The Arches, Glasgow
The fertile noise scene on Instal’s own doorstep has made this offshoot
festival a welcome addition. 11 acts are on show in two late night slots
following the main Instal festival, and added a speakeasy frisson to
proceedings. Positioning them in The Arches public bar, awash with pop-eyed
clubbers, makes for an at times uneasily tense mix. The abysmal sound on the
first night doesn’t help matters, though neither does opening with the scratchy
phutterings of Edinburgh duo Usurper, whose barely audible exercise with
‘disabled’ instruments are pretty much lost to the babble.
There’s no danger of
that with Jazzfinger’s martial slabs of sound, and any subtleties inherent in
the primitive analogue wail of female duo Hockyfrilla (it’s Swedish for mullet)

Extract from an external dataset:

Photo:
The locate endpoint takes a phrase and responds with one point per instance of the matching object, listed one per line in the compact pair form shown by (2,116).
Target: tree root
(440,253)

are stampeded over by their collaboration with Muscletusk’s relentlessly
pounding sludge. Squeezed into 20 minute slots, there’s an ad hoc urgency to
such collaborations, and pairing Wounded Knee’s vocal loops with Noma’s
overriding drone, and Shareholder’s abrasive clang with Nimrod 33, there’s a
sense that everybody has to have a turn.
The brilliantly monikered Kylie
Minoise closed the night with a short sharp shock of slobbering one-man aural
hara-kiri and gonzo pantomime nihilism. The sound improves considerably for
night two, opened with an Industrial Dr Phibes organ vibe in a collaboration
between Birds of Delay and Nackt Insecten. Brighton female trio Polly Shang
Kuan Band’s sonic mouth music plugs into similar territory pursued by Double
Leopards, and Ben Reynolds’s solo guitar shimmers with a shy cheek. Any
reticence displayed, however, looks like rock star posturing compared to
brother-sister duo Red Kites, whose gossamer-thin folk whine finds them facing
away from the audience. To close, Opaque’s normally solo guitar FX is expanded
to a tooled-up quintet of masked bandits for a brief, unpunctuated burst that
defines Infest as a slow pincer movement towards Instal’s centre.